The weld program was semi-automated with seam tracking and an automated tacking procedure. This activity took 15 minutes. The weld was then completed in 50 minutes (beam on time). FIGS. 23A and 23B show photographs of the completed weld, and a close-up of the slope out area for the shell/flange weld, respectively. The full operation from set-up to completion of the weld took 2 hours.

FIG. 24 shows the machine process trace for the shell/flange weld, which records the voltage and current during electron beam welding. Some high voltage instabilities of maximum 3 kV are shown, yielding some arcing errors. However, it should be stressed that weld proceeded as planned.

The ID and OD of the shell/flange were machined to remove the weld crown and root as well as the backing bars from the front and rear locations. This was required to facilitate full NDT of the weld. For machining, up to 5 mm from both sides (ID and OD) was removed to clean the weld. After machining, dye penetrant inspection (DPI) was performed.

FIG. 25 shows photographs of the DPI indications for the shell/flange weld. DPI showed no indications on the ID but the OD presented four isolated regions corresponding to under-fill. These regions required subsequent hand dressing up to a depth of 4 mm to clear. The largest indication corresponded to the slope in the region that had an under-fill at the onset of the slope in/ slope out overlap. There is no evidence to suggest these regions related to the high voltage/beam current event as recorded from the k2000 trace. These features would benefit from using a cosmetic pass, as previously described.

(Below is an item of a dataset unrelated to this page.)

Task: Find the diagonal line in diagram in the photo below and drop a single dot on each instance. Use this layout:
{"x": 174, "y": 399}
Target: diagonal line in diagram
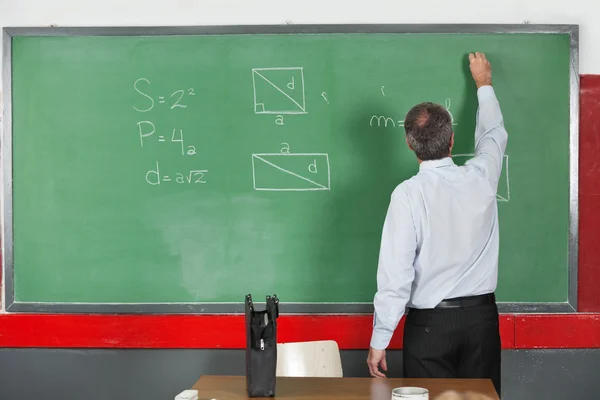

FIG. 26 shows the ToFD data from the shell/flange weld, and FIG. 27 shows the PAUT results from the shell/flange weld. The same volumetric NDT approach was adopted for the shell/flange weld as previously described, which combines both ToFD and PAUT. For the shell/flange weld FIGS. 26 and 27 only show the scans from the slope out region. The remainder of the weld presented no recordable indications. The ToFD data from the shell/flange weld show that indications were identical in the slope region as previously observed in the welds 1 and 2. Note the scan was taken from the inside diameter hence the indications present in the opposite direction to the previous results. Considering the PAUT results, the scan revealed no recordable indications during the slope out portion of the shell/flange. FIG. 28 shows the phased array graph of the shell/flange weld. Once the ASME V criteria were applied to the scan, the trace was very clean as noted in the bottom of FIG. 28. These results confirm that the slope out procedure is transferable, as the shell/flange weld is from a different heat of SA508 Grade 3 material.

Various embodiments of the invention have been described above. However, it should be appreciated that alternative embodiments are possible and that the invention is not limited to the specific embodiments described above.

Claims

1. A method for welding two components together, comprising: welding two components using electron beam welding comprising an electron beam, wherein said welding is performed over a first period of time; andadjusting the focus of the electron beam from within the bulk of said two components to above said two components continuously and throughout a second period of time;wherein said second period of time starts within said first period of time and wherein said first period of time and said second period of time end concurrently.